While the dollar drop is important in helping exporters (and hindering importers) there are the other factors adding to confidence in a sustainable wine sector recovery. They are good growing seasons which have seen a 10% increase in grape production and a shift away from promoting Australian wine as “cheap and cheerful” to a try and capture a bigger share of the premium wine market with its higher profit margins.

A decade ago, when the dollar was valued at less than US60c, a flood of cheap Australian wine hit the shelves in Britain, Europe and the U.S. where it competed in a category best known by the nickname of one US winery: “two buck chuck”, which isn’t as awful as it sounds because the name came from Charles Shaw Wines, a super-cheap wine producer.
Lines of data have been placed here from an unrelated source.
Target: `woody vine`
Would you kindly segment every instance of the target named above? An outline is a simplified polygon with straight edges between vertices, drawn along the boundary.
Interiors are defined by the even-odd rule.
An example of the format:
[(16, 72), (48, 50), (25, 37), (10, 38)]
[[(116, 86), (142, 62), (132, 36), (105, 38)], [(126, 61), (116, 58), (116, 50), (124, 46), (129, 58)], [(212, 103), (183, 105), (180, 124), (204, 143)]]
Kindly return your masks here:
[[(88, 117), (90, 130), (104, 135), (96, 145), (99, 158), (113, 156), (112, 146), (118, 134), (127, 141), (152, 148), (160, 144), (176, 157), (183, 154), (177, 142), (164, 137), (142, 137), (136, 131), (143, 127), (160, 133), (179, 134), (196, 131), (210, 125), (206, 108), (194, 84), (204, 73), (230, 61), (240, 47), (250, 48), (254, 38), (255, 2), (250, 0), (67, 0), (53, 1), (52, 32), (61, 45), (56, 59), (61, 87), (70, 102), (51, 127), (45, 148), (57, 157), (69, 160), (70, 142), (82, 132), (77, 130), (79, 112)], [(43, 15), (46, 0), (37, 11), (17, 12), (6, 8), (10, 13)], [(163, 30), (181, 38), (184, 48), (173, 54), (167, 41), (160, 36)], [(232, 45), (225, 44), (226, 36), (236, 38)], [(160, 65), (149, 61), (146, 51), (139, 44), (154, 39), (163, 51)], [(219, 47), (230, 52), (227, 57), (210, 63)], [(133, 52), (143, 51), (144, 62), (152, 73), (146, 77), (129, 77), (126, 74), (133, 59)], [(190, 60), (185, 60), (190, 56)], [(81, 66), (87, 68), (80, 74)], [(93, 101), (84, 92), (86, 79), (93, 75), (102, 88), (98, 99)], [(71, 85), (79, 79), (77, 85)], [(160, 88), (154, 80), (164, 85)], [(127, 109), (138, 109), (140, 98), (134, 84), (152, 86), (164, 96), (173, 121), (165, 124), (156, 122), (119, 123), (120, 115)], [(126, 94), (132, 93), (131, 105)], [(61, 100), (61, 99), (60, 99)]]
Unfortunately for Australian wine exporters they mistook volume for value and found themselves in a cut-price, cut-throat, pricing trap which made profits hard to earn during a period of low exchange rates, and impossible when the dollar rose.

Listed wine stocks

This time around the Australian wine industry is aiming to chase quality rather than volume which should be good news for wine producers and investors, if they can find a way into the industry which boils down to three possibilities; Treasury Wine Estates, Australian Vintage or through a new wine float which enterprising investment banks will be working on now.

Waiting for a new float is not an option, neither is exposure to wine via a supplier to the industry, which leaves either TWE or AVG, both of which have enjoyed a share price recovery over the past 12-months as early-bird speculators take positions ahead of a potential profit recovery.
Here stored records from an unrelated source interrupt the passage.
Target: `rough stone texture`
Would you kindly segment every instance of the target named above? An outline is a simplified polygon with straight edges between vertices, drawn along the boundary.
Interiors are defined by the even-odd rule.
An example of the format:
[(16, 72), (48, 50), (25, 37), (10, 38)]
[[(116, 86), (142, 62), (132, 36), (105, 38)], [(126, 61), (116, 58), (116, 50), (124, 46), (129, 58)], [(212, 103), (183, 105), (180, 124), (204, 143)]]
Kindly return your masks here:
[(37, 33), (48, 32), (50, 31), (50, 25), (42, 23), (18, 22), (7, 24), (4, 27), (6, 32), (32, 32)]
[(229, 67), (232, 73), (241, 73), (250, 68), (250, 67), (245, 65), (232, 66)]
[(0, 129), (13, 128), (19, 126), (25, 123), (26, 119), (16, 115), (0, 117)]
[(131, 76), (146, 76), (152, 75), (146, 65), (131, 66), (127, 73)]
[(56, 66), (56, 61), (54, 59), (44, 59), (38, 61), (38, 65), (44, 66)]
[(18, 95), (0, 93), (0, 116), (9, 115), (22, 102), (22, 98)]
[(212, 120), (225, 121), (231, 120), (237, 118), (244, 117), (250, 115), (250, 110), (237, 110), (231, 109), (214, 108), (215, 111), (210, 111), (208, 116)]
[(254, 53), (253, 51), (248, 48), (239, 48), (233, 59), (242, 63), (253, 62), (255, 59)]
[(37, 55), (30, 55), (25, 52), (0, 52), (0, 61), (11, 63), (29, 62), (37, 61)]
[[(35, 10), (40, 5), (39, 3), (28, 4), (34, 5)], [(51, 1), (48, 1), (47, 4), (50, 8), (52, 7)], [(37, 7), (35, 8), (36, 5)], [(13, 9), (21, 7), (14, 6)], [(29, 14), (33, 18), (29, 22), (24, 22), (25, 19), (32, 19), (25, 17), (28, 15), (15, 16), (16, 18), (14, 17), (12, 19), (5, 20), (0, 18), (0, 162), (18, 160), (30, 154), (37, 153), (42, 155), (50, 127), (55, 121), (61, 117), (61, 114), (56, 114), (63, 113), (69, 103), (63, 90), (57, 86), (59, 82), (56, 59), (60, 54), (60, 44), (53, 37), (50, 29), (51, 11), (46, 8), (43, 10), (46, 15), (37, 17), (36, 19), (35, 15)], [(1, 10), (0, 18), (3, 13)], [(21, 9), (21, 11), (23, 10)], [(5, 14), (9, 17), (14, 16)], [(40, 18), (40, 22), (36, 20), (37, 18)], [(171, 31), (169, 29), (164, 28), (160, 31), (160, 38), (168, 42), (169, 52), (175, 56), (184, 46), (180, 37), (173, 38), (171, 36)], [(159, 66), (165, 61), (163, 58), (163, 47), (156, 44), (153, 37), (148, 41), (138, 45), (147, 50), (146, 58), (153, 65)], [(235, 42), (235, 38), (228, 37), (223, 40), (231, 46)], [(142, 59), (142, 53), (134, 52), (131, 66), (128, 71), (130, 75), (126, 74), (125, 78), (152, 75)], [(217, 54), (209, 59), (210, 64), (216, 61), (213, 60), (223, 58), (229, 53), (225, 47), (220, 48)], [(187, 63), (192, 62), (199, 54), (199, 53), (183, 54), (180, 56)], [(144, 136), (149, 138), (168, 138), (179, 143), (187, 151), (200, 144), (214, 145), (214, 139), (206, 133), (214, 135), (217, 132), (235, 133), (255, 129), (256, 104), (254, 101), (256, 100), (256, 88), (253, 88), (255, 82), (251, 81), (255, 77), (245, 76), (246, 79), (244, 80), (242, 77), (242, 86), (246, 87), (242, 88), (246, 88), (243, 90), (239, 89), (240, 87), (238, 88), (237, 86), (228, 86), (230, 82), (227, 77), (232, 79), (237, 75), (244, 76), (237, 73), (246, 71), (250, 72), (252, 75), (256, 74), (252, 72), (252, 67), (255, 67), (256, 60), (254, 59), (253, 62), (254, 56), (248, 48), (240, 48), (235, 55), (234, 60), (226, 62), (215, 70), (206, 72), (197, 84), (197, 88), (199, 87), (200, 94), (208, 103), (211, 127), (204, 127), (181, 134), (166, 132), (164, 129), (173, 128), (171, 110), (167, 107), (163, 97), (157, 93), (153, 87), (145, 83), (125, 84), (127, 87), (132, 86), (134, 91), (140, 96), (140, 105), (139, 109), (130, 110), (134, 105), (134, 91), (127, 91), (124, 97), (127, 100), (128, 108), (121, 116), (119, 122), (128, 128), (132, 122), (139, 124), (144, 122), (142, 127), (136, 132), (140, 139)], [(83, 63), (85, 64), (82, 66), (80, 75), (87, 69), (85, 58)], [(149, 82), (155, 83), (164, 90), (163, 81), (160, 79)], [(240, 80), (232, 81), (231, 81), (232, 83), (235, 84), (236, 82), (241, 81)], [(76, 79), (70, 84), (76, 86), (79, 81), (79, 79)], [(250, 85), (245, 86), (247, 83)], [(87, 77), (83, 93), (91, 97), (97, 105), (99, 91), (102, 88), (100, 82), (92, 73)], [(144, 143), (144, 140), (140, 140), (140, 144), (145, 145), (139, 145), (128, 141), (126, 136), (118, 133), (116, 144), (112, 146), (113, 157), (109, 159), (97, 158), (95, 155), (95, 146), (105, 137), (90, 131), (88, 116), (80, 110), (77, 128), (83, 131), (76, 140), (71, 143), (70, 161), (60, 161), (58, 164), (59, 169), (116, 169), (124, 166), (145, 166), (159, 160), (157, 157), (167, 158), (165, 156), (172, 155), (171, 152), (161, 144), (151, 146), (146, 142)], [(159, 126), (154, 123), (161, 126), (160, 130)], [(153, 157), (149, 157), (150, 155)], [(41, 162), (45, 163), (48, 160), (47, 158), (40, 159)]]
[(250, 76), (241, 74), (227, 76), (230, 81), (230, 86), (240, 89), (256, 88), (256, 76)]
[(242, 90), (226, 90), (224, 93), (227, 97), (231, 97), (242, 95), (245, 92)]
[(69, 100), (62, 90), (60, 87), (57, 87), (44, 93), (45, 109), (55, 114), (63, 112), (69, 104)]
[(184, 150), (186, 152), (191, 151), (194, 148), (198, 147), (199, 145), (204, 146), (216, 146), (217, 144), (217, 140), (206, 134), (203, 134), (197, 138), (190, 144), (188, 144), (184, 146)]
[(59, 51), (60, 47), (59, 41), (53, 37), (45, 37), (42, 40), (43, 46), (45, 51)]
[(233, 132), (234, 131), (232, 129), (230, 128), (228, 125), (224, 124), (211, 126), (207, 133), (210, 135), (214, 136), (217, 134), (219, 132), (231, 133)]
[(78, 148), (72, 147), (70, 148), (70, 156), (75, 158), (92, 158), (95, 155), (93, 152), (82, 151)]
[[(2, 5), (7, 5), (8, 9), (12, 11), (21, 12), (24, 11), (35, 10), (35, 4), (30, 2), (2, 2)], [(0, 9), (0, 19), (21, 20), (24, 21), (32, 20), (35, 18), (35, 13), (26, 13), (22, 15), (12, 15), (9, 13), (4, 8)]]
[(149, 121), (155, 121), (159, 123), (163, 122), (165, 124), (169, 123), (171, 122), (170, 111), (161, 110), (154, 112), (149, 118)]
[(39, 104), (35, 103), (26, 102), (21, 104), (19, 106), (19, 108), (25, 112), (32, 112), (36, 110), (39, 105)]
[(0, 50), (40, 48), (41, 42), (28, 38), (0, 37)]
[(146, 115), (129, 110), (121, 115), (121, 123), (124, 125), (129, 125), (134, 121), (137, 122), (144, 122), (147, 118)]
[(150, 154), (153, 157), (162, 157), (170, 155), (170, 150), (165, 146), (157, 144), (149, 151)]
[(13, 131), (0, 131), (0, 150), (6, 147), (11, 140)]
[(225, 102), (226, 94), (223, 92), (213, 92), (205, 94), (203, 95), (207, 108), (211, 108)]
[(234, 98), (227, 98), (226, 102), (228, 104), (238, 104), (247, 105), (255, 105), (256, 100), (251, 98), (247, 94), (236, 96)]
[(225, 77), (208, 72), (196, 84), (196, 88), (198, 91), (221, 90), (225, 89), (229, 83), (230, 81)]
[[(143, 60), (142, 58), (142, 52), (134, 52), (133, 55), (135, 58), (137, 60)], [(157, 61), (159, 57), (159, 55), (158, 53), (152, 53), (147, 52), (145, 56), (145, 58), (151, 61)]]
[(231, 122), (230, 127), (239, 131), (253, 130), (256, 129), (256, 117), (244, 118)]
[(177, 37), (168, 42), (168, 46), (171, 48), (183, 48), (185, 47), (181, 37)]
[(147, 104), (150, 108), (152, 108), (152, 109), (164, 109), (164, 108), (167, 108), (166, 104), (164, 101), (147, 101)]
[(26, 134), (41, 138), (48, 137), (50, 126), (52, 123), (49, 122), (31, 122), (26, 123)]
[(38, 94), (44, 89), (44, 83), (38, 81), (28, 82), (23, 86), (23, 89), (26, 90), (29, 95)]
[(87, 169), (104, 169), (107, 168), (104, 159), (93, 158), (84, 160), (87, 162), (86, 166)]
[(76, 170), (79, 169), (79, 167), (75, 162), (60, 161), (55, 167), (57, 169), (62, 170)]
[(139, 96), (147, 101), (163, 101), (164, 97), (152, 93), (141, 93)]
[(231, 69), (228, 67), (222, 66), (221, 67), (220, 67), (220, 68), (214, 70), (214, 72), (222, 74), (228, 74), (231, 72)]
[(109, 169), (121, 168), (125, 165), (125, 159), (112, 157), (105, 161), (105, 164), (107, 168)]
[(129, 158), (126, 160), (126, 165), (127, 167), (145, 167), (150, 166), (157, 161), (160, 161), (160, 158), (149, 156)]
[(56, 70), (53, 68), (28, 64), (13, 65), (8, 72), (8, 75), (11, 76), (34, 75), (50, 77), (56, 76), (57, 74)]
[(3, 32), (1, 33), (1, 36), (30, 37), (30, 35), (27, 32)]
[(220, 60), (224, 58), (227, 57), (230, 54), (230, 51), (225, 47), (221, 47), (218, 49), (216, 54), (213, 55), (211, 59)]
Of the two stocks TWE is by far the biggest with a market capitalisation of $3.83 billion, some 60-times more than AVG’s $63.6 million.

However, of interest to investors, both companies are profitable, both are dividend payers and while a comparison between a micro-cap in AVG and TWE, which ranks as the 63rd most valuable company listed on the ASX is a meaningless exercise, there are common factors driving both companies.

AVG, in its latest crop report (vintage) and trading update, noted a sharply higher grape crush (153,000 tonnes this year v 120,000 tonnes last year), high grape quality and with a profit forecast to be in line with last year when $7.1 million was earned from $228 million in revenue with a 2.6c dividend paid.

If that forecast holds then at a current share price of 48c AVG shares are on a dividend yield of around 5.4%, which is high by the standards of bigger companies and probably reflects the risk profile in wine production.

TWE, which owns some of Australia’s best-known wine labels such as Penfolds, Rosemount and Seppelt, is generating a less attractive dividend yield of 2.2% but that’s largely a result of a sharply higher share price.

Since January, TWE shares have risen by 26% a function of the overall wine sector recovery, TWE’s unique status as the sole big listed wine company to survive which narrows investor choice, and persistent takeover speculation which is a function of international interest in Australian agribusiness. 

Once the ugly duckling of a failed experiment which tried to combine combining a beer business with a wine business TWE now looks to be a company with a share price that has probably moved ahead of its profits.

The price rise from $4.70 at the start of the year to recent trades around $5.93 makes it one of the better performers on the ASX, well ahead of the more popular bank sector.

Can it continue? Perhaps, but unlikely with most analysts concerned that the stock has got ahead of itself, even though profit for the current year is expected to show a reasonable increase to $175 million (versus estimate of $135 million for the year which ended on June 30), with the dividend expected to rise from 13c this year a share to 17c.

The consensus view of TWE is sell which is ironic given the consensus view of the wine sector is buy – if you can find a way in.